Getting Started in Stock Chart Reading

By Michael Cintolo, Editor of Cabot Market Letter and Cabot Top Ten Trader
From Cabot Market Letter, 1/13/10

I've found that most investors make a few mistakes early on as they start reading charts; mistakes that can be easily avoided.

The first mistake is that some investors try to become jacks of all trades ... and end up being masters of none. What I mean is that novices will focus on way too many indicators and time frames. First they look at the RSI Index and the Slow Stochastic. Then they add on the MACD. Then add on five different moving averages (including exponential and simple moving averages). Then they add on Bollinger Bands. Yikes!

This is just way too much information, most of which will be too short-term and too contradictory. You should approach reading charts like you should approach learning to golf—you don't go out and hit every club two or three times. No, you focus on a couple of irons (or maybe your driver) and try to develop some consistency with them. Then you work on some other clubs.  In other words, it's a step-by-step process.
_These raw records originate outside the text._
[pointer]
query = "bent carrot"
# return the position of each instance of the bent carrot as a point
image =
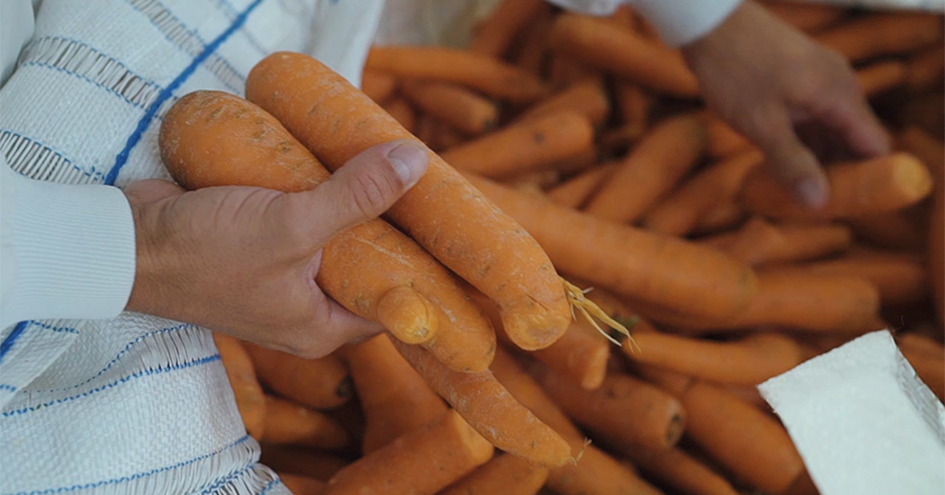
(421, 462)
(213, 138)
(394, 398)
(526, 146)
(631, 261)
(491, 410)
(474, 70)
(322, 383)
(680, 213)
(856, 188)
(494, 254)
(661, 159)
(291, 423)
(610, 48)
(250, 400)
(453, 105)
(504, 474)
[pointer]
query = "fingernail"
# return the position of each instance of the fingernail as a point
(409, 161)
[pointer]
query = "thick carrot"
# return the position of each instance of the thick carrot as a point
(610, 48)
(291, 423)
(882, 34)
(302, 485)
(677, 469)
(213, 138)
(748, 360)
(630, 261)
(856, 188)
(474, 70)
(526, 146)
(379, 86)
(495, 35)
(322, 383)
(926, 68)
(880, 77)
(493, 253)
(454, 105)
(491, 410)
(587, 98)
(651, 170)
(250, 400)
(505, 474)
(759, 242)
(421, 462)
(624, 411)
(394, 398)
(899, 277)
(577, 190)
(680, 212)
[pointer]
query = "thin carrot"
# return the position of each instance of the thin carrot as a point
(421, 462)
(214, 138)
(882, 34)
(491, 410)
(610, 48)
(474, 70)
(577, 190)
(454, 105)
(495, 35)
(856, 188)
(599, 252)
(491, 253)
(654, 166)
(322, 383)
(525, 146)
(291, 423)
(379, 86)
(505, 474)
(250, 400)
(681, 212)
(394, 398)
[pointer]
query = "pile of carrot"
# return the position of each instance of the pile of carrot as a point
(566, 147)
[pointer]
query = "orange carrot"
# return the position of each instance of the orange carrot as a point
(899, 277)
(681, 212)
(379, 86)
(322, 383)
(661, 159)
(624, 411)
(880, 77)
(610, 48)
(576, 191)
(526, 146)
(421, 462)
(213, 138)
(250, 400)
(856, 188)
(759, 242)
(926, 68)
(504, 474)
(882, 34)
(302, 485)
(597, 251)
(394, 398)
(587, 98)
(491, 253)
(748, 360)
(477, 71)
(291, 423)
(453, 105)
(495, 35)
(677, 469)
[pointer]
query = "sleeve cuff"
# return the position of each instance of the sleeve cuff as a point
(74, 251)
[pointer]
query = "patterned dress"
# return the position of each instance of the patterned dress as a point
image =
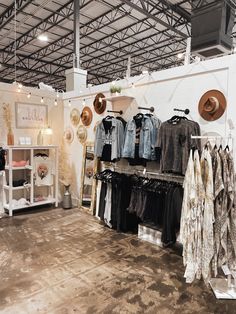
(208, 215)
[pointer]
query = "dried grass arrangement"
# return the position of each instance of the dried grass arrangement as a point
(7, 116)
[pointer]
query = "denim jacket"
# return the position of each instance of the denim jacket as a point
(146, 138)
(156, 126)
(115, 138)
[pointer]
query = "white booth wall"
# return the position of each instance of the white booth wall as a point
(180, 87)
(10, 95)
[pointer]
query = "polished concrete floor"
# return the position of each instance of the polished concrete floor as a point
(62, 262)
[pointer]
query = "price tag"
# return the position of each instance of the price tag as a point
(226, 270)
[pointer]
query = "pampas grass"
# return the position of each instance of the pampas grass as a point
(7, 116)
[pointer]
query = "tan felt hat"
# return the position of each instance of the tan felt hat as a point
(75, 116)
(212, 105)
(99, 103)
(69, 135)
(86, 116)
(81, 134)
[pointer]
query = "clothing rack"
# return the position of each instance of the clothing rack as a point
(151, 109)
(155, 175)
(185, 111)
(211, 137)
(116, 111)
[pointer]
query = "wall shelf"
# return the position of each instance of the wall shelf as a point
(39, 203)
(19, 168)
(50, 194)
(17, 188)
(121, 98)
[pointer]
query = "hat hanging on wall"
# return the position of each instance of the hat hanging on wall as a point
(81, 133)
(212, 105)
(86, 116)
(69, 135)
(75, 116)
(99, 103)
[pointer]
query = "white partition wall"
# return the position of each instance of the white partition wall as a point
(180, 87)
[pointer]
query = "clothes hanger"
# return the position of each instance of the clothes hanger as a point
(138, 116)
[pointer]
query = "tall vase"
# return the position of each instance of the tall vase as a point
(10, 137)
(67, 202)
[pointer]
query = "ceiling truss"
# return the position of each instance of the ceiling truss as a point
(152, 32)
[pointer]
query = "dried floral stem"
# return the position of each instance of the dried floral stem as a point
(7, 116)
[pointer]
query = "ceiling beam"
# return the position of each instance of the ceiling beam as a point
(9, 13)
(153, 17)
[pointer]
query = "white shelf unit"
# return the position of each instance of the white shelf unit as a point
(120, 98)
(28, 152)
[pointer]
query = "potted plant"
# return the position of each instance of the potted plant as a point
(115, 90)
(65, 176)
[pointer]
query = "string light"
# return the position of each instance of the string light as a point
(180, 55)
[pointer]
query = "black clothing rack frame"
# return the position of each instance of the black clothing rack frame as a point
(185, 111)
(151, 109)
(116, 111)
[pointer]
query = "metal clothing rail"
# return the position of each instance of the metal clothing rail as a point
(156, 175)
(185, 111)
(116, 111)
(210, 137)
(151, 109)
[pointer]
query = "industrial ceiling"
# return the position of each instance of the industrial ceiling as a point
(151, 32)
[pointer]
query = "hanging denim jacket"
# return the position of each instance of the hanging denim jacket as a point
(156, 125)
(115, 138)
(145, 144)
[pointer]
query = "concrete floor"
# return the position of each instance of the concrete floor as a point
(62, 262)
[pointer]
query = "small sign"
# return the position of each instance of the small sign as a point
(226, 270)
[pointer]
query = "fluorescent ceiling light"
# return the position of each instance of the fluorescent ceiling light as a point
(43, 37)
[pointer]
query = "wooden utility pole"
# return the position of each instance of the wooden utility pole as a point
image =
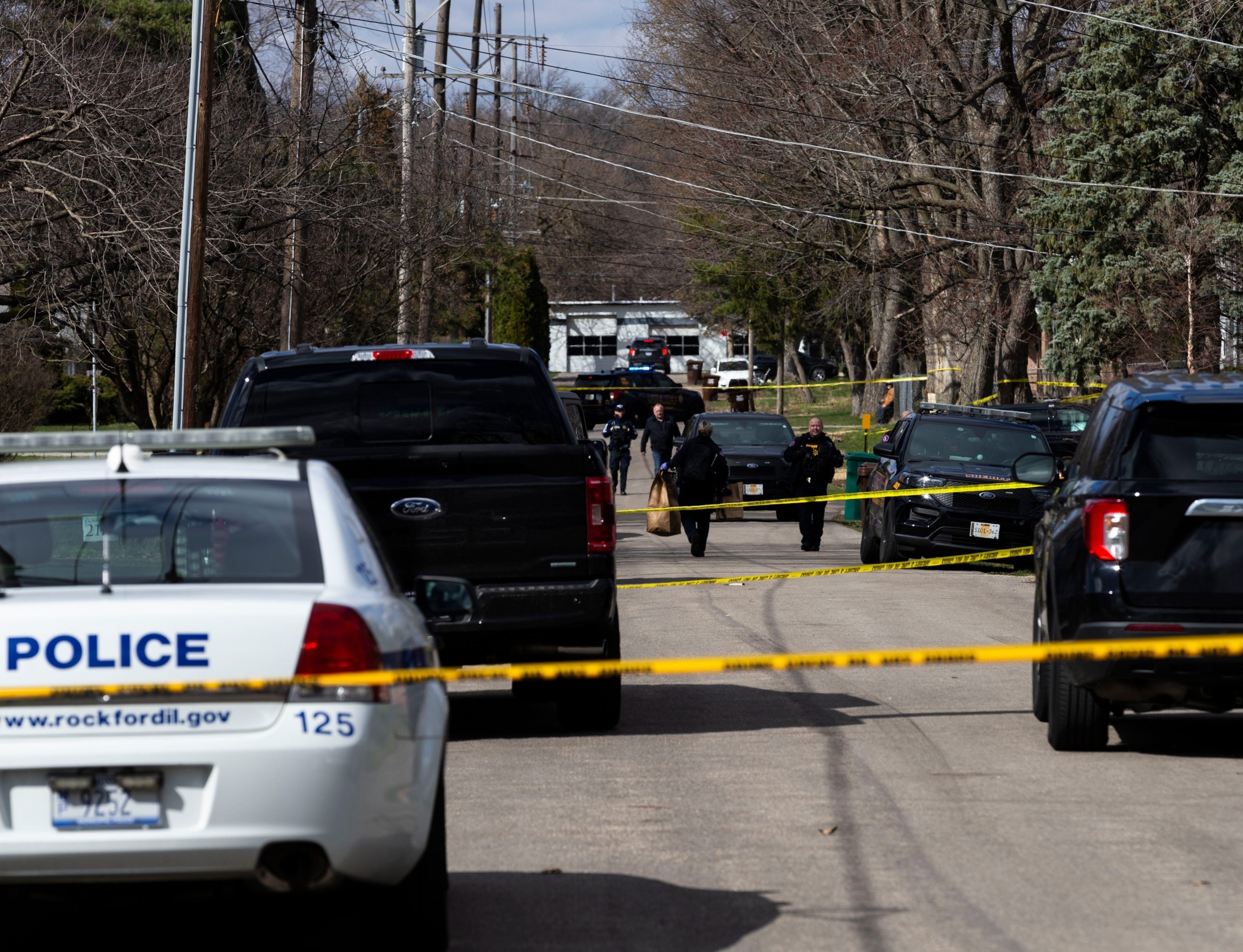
(306, 44)
(427, 286)
(404, 273)
(199, 223)
(473, 102)
(496, 107)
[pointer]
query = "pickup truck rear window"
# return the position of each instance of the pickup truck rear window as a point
(157, 532)
(1185, 442)
(447, 402)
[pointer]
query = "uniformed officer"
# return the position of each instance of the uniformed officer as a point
(816, 456)
(621, 433)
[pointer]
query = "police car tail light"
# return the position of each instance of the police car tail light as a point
(602, 525)
(1107, 530)
(337, 642)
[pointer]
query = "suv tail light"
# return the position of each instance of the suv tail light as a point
(602, 524)
(337, 642)
(1107, 526)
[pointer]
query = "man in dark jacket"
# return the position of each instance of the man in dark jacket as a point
(662, 434)
(816, 456)
(703, 475)
(621, 433)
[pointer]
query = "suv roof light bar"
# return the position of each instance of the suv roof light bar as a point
(222, 439)
(954, 409)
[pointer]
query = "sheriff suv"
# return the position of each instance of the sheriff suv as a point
(946, 445)
(1144, 540)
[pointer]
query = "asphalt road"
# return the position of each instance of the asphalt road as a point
(700, 823)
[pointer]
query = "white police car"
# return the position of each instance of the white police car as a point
(157, 570)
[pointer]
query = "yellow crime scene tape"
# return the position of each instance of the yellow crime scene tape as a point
(785, 387)
(992, 556)
(1103, 651)
(833, 498)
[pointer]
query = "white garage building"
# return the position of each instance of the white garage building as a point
(588, 336)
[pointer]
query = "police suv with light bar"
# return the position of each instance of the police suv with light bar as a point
(946, 445)
(131, 572)
(1145, 539)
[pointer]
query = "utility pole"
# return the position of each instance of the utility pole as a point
(306, 44)
(473, 101)
(427, 286)
(193, 346)
(514, 147)
(404, 278)
(496, 106)
(183, 270)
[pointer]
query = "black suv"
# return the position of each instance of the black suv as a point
(1144, 540)
(467, 465)
(754, 445)
(638, 392)
(651, 352)
(950, 445)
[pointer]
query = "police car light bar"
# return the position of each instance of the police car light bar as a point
(233, 439)
(982, 412)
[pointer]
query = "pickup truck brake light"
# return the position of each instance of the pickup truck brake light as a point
(602, 524)
(1107, 530)
(411, 353)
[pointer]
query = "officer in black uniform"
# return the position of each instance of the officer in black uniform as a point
(816, 456)
(621, 433)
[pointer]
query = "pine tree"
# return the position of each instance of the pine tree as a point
(1138, 275)
(520, 302)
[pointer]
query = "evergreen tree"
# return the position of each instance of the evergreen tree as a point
(1138, 275)
(520, 301)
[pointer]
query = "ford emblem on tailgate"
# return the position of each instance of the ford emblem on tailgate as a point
(417, 509)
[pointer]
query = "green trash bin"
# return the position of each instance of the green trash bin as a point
(853, 511)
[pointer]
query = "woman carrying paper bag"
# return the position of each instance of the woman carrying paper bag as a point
(663, 494)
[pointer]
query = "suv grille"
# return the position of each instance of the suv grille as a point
(765, 470)
(1018, 504)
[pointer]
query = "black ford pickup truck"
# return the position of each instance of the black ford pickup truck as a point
(467, 465)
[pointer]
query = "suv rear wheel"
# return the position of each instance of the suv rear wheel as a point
(1039, 669)
(869, 546)
(1078, 720)
(887, 550)
(592, 704)
(427, 886)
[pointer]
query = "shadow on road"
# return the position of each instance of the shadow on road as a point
(518, 912)
(1183, 735)
(659, 710)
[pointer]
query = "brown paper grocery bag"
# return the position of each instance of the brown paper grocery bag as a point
(734, 495)
(663, 492)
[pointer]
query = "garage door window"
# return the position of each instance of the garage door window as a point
(592, 345)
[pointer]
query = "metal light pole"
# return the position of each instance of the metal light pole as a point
(183, 270)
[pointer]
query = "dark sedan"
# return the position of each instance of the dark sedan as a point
(753, 444)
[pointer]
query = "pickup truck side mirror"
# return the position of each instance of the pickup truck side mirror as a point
(1038, 468)
(598, 445)
(443, 600)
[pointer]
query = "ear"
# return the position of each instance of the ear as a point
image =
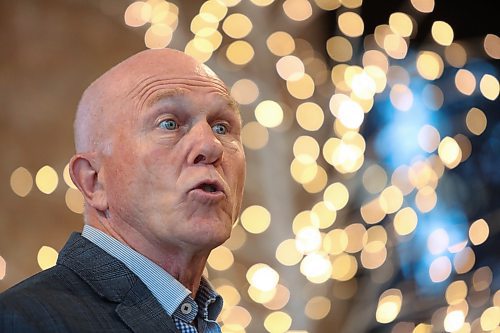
(84, 172)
With charts, I can tell you that, to this day, I only have four things I look at regularly—price, volume, two moving averages (25-day and 50-day simple) and relative performance lines (how a stock is doing compared to the market). That's it. Now, I'm not saying my way is THE right way to look at charts, but I just want to show that it's usually better to have less on your chart. So keep it simple, especially in the beginning.

Another mistake to avoid is that you should never assume that charts are going to do something they can't—predict the future with certainty. Realize the chart is simply a current look at a stock (or sector's or market's) current supply and demand situation, not a crystal ball. Yes, examining charts can help put the odds in your favor, but there are no sure things in the market, and a chart's picture can change quickly.

In total, chart reading is a skill you need to learn if you're going to be a successful growth stock investor over the long haul, and keeping things simple, and realizing what charts can do (put the odds in your favor) and can't do (predict to the day what will happen) will help you get off to a good start in your education.